I disrupt the integrity of the overall image of each piece by covering part of the work with a piece of blank, gray canvas. The viewer’s gaze stumbles upon the rectangle pieces of canvas, which acts like a kind of annoying barrier, a wall that prevents them from perceiving the image in the way that they are used to. The trained brain is content with the minimum amount of information it receives through sight and more likely “guess” what the image is rather than “sees” it. 

We have our senses of perception and possess certain knowledge, ideas, and convictions that collectively allow us to “create” our own familiar realities in real-time. The blank canvas symbolizes the raw, inaccessible reality that is beyond the scope of human perception. It is on the “surface” of this raw material that we “draw” our own realities and lives. The gray, raw pieces of canvas sewn in destroy the illusion of the image, underneath which lies the physical, material basis of the picture. 

How much of the image can be removed without the viewer no longer being able to recognize what the image is of?
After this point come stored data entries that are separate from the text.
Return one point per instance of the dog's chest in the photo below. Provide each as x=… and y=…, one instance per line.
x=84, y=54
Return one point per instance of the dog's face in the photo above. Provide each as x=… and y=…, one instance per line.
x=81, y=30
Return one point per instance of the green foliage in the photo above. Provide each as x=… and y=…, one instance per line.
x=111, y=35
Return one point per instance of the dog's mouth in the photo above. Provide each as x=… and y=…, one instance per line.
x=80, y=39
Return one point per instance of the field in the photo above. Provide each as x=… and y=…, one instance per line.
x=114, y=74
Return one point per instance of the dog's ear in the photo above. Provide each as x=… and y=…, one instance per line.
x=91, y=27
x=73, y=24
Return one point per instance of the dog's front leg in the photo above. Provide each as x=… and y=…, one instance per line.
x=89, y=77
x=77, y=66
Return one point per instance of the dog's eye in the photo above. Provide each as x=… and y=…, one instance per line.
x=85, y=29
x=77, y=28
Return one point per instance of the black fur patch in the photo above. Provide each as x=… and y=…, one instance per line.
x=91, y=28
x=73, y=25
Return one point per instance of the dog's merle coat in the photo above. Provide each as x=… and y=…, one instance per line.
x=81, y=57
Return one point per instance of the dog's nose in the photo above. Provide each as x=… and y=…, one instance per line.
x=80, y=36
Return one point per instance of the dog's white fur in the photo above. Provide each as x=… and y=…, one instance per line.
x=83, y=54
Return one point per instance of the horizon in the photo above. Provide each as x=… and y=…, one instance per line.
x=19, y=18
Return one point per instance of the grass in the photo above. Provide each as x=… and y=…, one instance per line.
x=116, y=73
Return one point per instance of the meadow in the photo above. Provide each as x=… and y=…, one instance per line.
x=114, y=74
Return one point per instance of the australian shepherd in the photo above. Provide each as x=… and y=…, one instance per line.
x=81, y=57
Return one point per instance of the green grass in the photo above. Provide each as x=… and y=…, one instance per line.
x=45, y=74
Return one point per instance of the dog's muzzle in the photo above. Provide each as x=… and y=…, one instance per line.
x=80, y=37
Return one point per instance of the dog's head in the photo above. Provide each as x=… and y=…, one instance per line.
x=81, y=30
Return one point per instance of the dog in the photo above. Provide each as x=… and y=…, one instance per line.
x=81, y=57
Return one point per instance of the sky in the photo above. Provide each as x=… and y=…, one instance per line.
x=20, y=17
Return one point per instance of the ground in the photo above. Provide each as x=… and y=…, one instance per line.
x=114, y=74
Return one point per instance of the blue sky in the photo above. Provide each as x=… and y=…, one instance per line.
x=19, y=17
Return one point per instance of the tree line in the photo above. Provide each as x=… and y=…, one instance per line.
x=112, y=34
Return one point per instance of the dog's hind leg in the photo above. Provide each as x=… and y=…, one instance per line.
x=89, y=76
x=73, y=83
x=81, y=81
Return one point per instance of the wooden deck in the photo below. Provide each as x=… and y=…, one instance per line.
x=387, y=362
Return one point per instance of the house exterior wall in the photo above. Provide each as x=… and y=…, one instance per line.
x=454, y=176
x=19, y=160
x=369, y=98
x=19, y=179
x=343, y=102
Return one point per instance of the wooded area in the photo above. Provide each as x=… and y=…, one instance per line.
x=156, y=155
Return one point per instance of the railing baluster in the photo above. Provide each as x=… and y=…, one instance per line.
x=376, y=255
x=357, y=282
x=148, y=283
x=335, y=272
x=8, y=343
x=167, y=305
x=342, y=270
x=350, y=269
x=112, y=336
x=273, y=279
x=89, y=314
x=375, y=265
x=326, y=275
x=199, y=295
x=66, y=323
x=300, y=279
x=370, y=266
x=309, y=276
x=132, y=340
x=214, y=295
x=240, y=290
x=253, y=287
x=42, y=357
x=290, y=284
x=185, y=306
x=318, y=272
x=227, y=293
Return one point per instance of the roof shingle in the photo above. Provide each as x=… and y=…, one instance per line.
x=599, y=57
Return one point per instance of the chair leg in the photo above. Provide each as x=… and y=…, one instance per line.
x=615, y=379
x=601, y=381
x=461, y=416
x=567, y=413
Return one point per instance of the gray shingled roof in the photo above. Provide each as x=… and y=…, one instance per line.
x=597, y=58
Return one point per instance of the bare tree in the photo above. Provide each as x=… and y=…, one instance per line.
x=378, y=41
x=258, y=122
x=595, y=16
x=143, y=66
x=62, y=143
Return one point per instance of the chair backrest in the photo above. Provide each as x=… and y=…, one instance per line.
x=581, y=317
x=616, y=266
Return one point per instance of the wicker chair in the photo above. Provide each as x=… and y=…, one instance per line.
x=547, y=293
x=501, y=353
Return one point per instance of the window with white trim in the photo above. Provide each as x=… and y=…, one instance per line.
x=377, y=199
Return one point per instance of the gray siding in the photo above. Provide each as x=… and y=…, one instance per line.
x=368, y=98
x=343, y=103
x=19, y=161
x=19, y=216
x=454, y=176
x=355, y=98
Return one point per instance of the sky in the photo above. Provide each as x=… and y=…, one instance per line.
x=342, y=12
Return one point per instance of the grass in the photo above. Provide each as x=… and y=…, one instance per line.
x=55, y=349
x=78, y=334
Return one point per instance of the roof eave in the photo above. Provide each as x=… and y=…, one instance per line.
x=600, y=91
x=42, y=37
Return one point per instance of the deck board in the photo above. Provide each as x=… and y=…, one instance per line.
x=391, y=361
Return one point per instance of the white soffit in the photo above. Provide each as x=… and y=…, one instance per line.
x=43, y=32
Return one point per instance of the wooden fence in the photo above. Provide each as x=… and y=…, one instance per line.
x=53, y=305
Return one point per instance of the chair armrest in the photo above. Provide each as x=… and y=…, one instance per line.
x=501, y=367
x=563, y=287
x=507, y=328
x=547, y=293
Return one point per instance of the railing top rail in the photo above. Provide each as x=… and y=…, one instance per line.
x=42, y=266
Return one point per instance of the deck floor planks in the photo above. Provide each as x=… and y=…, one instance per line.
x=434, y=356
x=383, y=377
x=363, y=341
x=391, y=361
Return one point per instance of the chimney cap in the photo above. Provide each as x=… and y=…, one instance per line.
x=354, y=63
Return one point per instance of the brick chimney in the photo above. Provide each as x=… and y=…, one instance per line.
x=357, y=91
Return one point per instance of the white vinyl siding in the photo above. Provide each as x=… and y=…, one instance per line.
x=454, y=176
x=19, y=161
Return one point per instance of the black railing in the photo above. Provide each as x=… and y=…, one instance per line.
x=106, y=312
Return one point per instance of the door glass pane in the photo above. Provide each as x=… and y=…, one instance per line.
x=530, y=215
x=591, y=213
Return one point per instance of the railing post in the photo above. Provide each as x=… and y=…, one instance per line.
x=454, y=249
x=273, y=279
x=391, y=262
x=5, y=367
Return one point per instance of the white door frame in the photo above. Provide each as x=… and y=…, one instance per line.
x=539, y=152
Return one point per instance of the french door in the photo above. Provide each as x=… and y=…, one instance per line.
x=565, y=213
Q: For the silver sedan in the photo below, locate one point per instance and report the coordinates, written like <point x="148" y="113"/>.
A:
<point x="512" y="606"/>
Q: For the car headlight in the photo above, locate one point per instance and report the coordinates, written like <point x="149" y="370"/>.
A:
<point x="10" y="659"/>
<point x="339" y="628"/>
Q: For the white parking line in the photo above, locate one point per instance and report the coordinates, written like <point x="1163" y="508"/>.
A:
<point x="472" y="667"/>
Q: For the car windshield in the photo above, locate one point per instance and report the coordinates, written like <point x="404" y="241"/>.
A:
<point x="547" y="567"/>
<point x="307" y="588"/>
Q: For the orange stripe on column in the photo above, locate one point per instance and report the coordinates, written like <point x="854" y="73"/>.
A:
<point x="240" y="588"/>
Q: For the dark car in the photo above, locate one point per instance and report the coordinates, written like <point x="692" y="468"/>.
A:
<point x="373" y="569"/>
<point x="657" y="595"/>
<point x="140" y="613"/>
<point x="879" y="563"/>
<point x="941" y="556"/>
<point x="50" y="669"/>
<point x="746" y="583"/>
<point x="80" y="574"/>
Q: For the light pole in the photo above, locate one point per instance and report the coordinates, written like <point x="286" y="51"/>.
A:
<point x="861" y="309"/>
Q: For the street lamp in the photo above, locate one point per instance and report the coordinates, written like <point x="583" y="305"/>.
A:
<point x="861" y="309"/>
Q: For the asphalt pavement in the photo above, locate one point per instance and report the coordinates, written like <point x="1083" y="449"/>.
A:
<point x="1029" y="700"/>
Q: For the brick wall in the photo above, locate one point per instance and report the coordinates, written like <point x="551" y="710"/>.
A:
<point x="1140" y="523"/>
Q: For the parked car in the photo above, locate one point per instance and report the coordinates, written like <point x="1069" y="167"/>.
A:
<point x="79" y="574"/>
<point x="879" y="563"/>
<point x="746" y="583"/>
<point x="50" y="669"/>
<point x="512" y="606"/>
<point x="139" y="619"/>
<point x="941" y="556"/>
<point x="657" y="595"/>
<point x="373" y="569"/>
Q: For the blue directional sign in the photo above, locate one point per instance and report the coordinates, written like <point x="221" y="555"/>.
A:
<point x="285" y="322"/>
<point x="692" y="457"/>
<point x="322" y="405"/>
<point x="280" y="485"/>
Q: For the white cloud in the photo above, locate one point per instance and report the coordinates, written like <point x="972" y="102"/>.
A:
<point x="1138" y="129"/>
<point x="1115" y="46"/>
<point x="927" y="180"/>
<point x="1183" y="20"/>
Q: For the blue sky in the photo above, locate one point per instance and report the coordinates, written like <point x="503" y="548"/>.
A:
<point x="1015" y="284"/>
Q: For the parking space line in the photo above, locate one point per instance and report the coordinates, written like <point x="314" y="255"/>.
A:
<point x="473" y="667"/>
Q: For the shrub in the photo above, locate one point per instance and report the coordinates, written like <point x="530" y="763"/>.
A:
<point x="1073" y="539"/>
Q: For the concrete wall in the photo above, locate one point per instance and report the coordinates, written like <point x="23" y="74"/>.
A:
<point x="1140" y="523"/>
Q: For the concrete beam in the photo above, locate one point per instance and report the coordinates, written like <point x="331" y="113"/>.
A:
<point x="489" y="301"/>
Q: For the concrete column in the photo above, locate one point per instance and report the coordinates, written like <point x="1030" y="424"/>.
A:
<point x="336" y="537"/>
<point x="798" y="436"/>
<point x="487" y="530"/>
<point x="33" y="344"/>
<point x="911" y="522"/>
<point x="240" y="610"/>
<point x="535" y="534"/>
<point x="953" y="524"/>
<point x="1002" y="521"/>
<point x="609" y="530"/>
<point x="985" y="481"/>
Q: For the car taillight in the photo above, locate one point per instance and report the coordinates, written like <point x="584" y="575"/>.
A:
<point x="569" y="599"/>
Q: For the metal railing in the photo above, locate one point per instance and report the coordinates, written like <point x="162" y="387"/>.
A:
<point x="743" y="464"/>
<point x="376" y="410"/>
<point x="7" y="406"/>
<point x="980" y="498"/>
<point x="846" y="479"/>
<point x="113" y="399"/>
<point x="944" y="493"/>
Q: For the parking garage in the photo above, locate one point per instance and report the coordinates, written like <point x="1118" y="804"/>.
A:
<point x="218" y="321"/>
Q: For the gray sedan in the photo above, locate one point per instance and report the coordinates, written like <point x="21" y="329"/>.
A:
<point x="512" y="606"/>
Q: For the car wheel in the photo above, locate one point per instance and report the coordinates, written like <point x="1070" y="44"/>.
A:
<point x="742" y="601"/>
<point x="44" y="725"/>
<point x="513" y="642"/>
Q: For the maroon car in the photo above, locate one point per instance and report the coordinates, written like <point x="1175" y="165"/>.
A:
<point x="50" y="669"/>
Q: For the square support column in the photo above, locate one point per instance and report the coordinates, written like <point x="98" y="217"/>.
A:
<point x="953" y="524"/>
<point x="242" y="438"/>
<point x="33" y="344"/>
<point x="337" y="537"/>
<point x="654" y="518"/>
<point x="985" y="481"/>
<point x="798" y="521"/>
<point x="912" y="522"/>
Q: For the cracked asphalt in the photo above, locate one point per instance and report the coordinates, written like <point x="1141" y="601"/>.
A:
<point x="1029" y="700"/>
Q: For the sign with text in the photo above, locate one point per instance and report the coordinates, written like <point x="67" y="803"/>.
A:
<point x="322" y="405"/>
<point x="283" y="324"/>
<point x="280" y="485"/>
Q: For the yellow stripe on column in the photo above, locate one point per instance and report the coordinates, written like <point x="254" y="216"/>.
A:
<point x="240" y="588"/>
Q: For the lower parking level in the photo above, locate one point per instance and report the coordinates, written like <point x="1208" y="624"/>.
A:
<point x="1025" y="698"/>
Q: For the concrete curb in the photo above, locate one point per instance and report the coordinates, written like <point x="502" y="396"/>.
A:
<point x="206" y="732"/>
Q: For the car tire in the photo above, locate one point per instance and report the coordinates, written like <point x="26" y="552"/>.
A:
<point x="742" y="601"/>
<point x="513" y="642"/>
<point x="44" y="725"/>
It turns out that all it takes is a few recognizable details, such as a part of a tree, a stone, a wave, are enough for the brain to “complete” the entire landscape, the image. The “story” of the image prevails – the grey canvas only acts as a veil that slightly obscures the narrative that the artist wants to tell. The brain fills in the blanks based on what it is familiar and remains satisfied. 

Only when the sewn in canvas is large enough to cover almost the entirety of the picture, reaching the edges of it, does the image transform from the representative into the abstract. The viewer sees the composition as a collection of abstract colors and shapes and does not try to guess what the content of the image is. The rectangle piece of sewn in canvas becomes a natural part of the composition.